A psychologist would smile at the dream and call it a world destruction fantasy, the apocalyptic fear that a drunk such as myself carries around in his unconscious or that you see on the faces of religious fundamentalists at televised revivals.

But when I woke from the dream I sat in the dark and thought about the preacher's words, about things coming apart at the center, about blood-dimmed tides and mackerel-crowded seas that could wrinkle from continent to continent with the reverberating brass gong of the millennium, and I did not sleep again until the trees outside were black and stiff with the coming of the gray dawn.

* * *

chapter seventeen

Two days later, at five-thirty on Saturday morning, Bootsie heard a car turn into our driveway. She stood at the window in her nightgown and looked through the curtain.

'It's somebody in a pink Cadillac,' she said.

'Maybe he's just turning around,' I said from the bed. There was mist in the trees outside and a cool smell blowing through the window.

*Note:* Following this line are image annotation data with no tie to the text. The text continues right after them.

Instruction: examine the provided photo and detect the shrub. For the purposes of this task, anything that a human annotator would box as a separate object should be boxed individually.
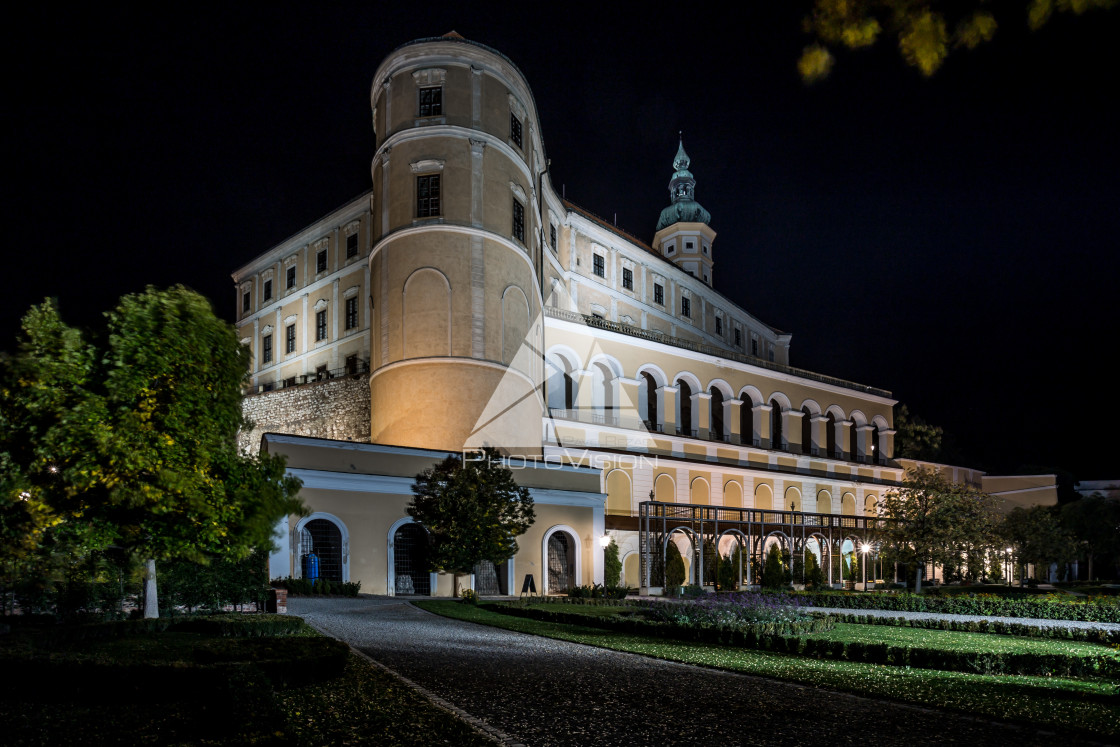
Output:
[665,541,684,589]
[603,538,623,587]
[805,551,825,589]
[762,543,786,589]
[719,543,739,591]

'No, they're just sitting there. Two people.'

'Batist probably hasn't opened the shop yet. I'll go down,' I said.

'Dave—'

'It's all right. Bad guys don't park in your drive at sunrise.'

I dressed in a pair of khakis, old loafers, and a denim shirt, and walked out on the gallery. The light was on in the bait shop. The Cadillac was parked in the shadows under the trees, but I could see two figures in the front seat. The air smelled like flowers and damp earth. I walked across the yard toward the car. To my right I could hear Tripod scratching against the screen on his hutch.